Ten years ago, when seven people working at RMIT were diagnosed with brain tumours, a Telstra spokesperson was quick to reassure us that there was “no evidence” of a link between mobile phones and cancer. On the contrary. Although research was in its infancy, there was evidence of a possible relationship between mobile phone use and brain cancers, particularly gliomas, acoustic neuromas and parotid gland tumours. These earlier studies showed an increased risk for malignant brain tumours among the heavier mobile phone users, particularly when it was used mostly on one side of the head.
In 2016, the World Health Organisation’s International Agency for Research on Cancer described mobile phones as a potential carcinogen. Yet the Australian Mobile Telecommunications Association adamantly rejects any claim that low-energy radiation from mobile phones has any detrimental health effects.
Most studies compare the mobile phone use of people who have cancer with those who don’t. These studies rely on people remembering how often and for how long they used their mobile phone in the past. The largest case-control study to date is the Interphone study. It included more than 5000 people with head and neck cancer from 13 countries, including Australia. Like research funded by the tobacco industry, the Interphone study claimed complete scientific independence despite receiving partial funding from the telecommunication industry.
A friend was a participant in the Interphone study. A researcher interviewed her soon after the removal of her brain tumour. She was asked the brand, model, shape, size and level of radioactivity of her first mobile phone and how often she used it. Not surprisingly, she could not remember. Who could?

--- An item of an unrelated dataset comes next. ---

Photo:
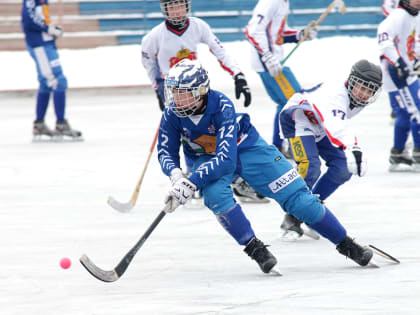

There is concern that children may be more vulnerable to any effects due to their developing nervous systems, thinner skulls and increased cumulative exposure over their lifetime. The World Health Organisation has ranked the effects of mobile phones on children and adolescents as a “highest priority research need”. To date there have been two studies focusing on childhood cancers and mobile phone use. One has reported no association; the other, “Study of cognition, adolescents and mobile phones” (Scamp) is ongoing.
Several scientific journals no longer publish potentially biased studies that are funded by the tobacco industry. These same standards should apply to research paid for by the telecommunication industry. We need independent research so that we can all know the risks when we pick up our phone.